An audio transformation - R2R

I have always been an unabashed fan of analog music reproduction, and have been known to get a little irascible towards those who either find digital good enough or even preferable to analog. Even so, I will admit that digital reproduction in recent years has made great strides, and surely many examples exist that outshine their analog counterparts. Obviously not every vinyl LP is superior to digital versions of the same title. For me, though, there is a missing "organic" component to most digital music, and try as I might, the best digital reproduction examples I've heard suffers quite a bit when compared to the best analog music reproduction I've heard.

Like many here, I suspect, the "best" analog reproduction almost reflexively means vinyl phonographs. In my case, vinyl is played from a Micro Seiki RX-5000 turntable (coupled, of course, to other equipment I enjoy), and enters my listening space through a pair of personally-restored Apogee Acoustics Scintilla all-ribbon speakers. But something wildly wonderful happened to me recently, and I wanted to share my excitement about a discovery that has become nothing less than an audio transformation for me--and I cannot believe how profound it has been.

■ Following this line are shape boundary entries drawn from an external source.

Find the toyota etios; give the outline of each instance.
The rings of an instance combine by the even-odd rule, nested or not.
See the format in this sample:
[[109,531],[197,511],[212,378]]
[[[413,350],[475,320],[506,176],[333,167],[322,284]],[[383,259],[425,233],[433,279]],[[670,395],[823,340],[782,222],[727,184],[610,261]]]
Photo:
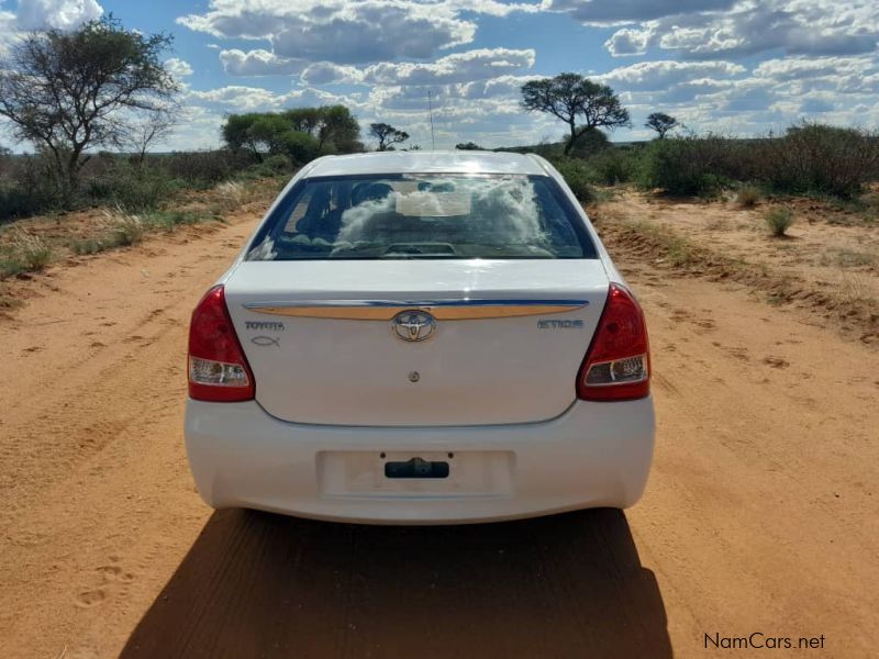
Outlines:
[[199,302],[202,498],[438,524],[625,507],[649,470],[644,315],[536,156],[305,166]]

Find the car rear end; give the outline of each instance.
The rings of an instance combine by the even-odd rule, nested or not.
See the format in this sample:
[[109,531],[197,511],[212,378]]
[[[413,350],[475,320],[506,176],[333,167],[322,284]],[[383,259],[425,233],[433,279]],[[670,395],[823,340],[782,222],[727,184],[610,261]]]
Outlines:
[[637,501],[641,309],[548,165],[477,163],[319,169],[281,194],[193,313],[209,504],[414,524]]

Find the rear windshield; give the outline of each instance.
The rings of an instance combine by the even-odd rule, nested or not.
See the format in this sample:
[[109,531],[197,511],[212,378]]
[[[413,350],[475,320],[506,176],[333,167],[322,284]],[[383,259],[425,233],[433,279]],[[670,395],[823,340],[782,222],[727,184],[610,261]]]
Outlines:
[[597,258],[548,177],[305,179],[256,235],[248,260]]

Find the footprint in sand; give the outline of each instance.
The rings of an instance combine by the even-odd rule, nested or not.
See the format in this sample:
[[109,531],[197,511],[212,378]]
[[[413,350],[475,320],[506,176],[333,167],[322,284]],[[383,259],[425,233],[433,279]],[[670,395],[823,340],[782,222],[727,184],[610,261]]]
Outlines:
[[107,593],[102,588],[96,588],[77,593],[76,604],[82,608],[91,608],[92,606],[97,606],[103,602],[105,599]]
[[764,357],[763,362],[771,366],[772,368],[788,368],[790,366],[790,361],[787,359],[782,359],[781,357]]

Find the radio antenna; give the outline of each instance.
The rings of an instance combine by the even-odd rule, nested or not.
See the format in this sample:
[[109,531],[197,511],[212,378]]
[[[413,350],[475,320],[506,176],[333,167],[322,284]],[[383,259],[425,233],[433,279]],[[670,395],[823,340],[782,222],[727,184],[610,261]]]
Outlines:
[[436,150],[436,138],[433,134],[433,99],[430,89],[427,90],[427,114],[431,118],[431,150]]

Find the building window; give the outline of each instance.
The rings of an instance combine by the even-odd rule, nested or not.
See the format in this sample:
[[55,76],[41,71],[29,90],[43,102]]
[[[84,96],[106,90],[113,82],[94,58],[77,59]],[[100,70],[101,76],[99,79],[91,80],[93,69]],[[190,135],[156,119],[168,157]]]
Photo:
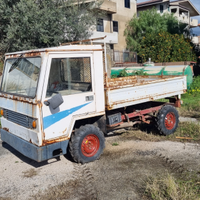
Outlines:
[[124,0],[125,8],[130,8],[130,0]]
[[163,5],[160,5],[160,13],[163,13]]
[[113,32],[118,32],[118,22],[113,21]]
[[97,31],[104,32],[103,19],[97,19]]

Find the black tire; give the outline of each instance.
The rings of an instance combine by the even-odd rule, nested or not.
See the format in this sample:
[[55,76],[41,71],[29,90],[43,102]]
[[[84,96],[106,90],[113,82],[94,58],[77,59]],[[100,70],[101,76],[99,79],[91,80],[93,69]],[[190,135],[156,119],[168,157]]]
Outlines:
[[178,112],[173,106],[163,106],[156,117],[156,125],[160,134],[170,135],[174,133],[178,127],[178,118]]
[[97,160],[105,148],[105,138],[100,129],[93,125],[81,126],[72,134],[69,152],[77,163]]

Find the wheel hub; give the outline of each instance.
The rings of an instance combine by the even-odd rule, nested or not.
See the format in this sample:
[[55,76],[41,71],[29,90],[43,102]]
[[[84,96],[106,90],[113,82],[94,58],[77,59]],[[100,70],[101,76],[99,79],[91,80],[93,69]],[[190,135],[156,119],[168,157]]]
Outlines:
[[81,151],[83,155],[86,157],[94,156],[99,150],[99,144],[100,144],[99,138],[96,135],[94,134],[87,135],[83,139],[81,144]]
[[176,117],[175,117],[174,113],[168,113],[165,116],[165,127],[168,130],[171,130],[172,128],[174,128],[175,123],[176,123]]

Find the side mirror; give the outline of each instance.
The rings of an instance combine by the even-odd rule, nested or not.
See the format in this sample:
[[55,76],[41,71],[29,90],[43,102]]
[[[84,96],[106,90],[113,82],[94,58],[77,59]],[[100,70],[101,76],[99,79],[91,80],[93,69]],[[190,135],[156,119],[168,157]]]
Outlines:
[[63,98],[61,94],[56,94],[55,96],[51,97],[48,101],[44,101],[46,106],[50,106],[53,109],[56,109],[63,103]]

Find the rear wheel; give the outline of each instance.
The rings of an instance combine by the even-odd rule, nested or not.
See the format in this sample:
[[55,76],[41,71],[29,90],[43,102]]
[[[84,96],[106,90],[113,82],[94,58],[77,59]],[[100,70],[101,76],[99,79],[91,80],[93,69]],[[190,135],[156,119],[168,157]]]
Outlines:
[[100,157],[105,148],[105,138],[100,129],[93,125],[80,127],[71,136],[69,151],[75,162],[92,162]]
[[156,125],[163,135],[170,135],[175,132],[179,123],[177,110],[171,105],[165,105],[157,115]]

I can't remember when I first heard murmurs about a reel-to-reel resurgence in audio, and though I've shared my views about it occasionally on Internet audio forums, I didn't think I would really ever take the steps necessary to incorporate it into my own system. But the curiosity of tape playback somehow grew in me, and so in September 2009, I traveled to visit the home of one of the partners of The Tape Project in Washington state, Dan Schmalle. This enterprise (, as many are aware, is producing top-quality, 15 ips studio master tape dubs of a handful of very interesting titles (more on that later). Though they initially impressed me as far too expensive to purchase, first-hand listening quickly changed my opinion of their value. I was joined by, not surprisingly, an eclectic group of obsessive audio fans, and that day I was treated to some of the best, organic, "live" sounding music I have ever heard. I really paid attention that day, and asked all sorts of questions about the format, the technology, and what to look for in a good tape machine. When I left, I was certain I would become a subscriber to the Tape Project, and almost immediately I began my search for an appropriate tape machine.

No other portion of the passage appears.